De l’insurrection en Nouvelle-Calédonie, il y a beaucoup à dire… Avec le retour précaire au calme, le Courrier s’engage dans un passage en revue, tout au long de la journée, des mécanismes insurrectionnels qui expliquent la situation sur place.
Un point retient l’attention : la mauvaise compréhension par Emmanuel Macron du fait insurrectionnel, et son manque de maîtrise de la contre-insurrection telle qu’elle est pronée par la CIA, donne un éclairage saisissant sur la dégradation rapide de la situation dans cette île française de moins en moins bien contrôlée. Dans cet article, je passe en revue quelques-unes des erreurs commises par Emmanuel Macron dans ce dossier très spécial, au vu de la théorie de la contre-insurrection telle qu’elle est enseignée dans les écoles militaires, à partir des écrits du colonel français Galula.

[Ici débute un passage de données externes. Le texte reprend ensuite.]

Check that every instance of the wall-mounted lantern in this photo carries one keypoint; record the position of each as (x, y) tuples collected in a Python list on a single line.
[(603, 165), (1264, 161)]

Première erreur : Macron a nourri les causes de l’insurrection
On le sait, depuis les accords de Matignon, la métropole apaise les tensions en donnant le temps au temps. Conformément aux enseignements de Galula, il s’agit de ne pas donner “une cause” aux insurgés;
En lançant un ultimatum aux indépendantistes : un accord en bonne et due forme avant la fin juin, sinon un passage en force au Congrès pour changer la composition du corps électoral, Macron a remis du carburant dans une cause qui s’étiolait. Les colons blancs veulent prendre le pouvoir !
La perche était d’autant plus tentante à saisir par les indépendantistes que Macron avait déjà marqué son orientation en choisissant la leader loyalite Sonia Backès comme secrétaire d’Etat en 2022. Backès est d’ailleurs battue aux élections sénatoriales suivantes, au profit d’un indépendantiste.
Macron aurait dû, dès cet instant, comprendre que sa stratégie était mauvaise.
Deuxième erreur : Macron n’a pas renforcé l’appareil politique local
Autre préconisation de Galula : lorsque l’insurrection se prépare mais n’a pas encore éclaté, le pouvoir loyaliste doit renforcer l’appareil politique où l’insurrection risque d’éclater.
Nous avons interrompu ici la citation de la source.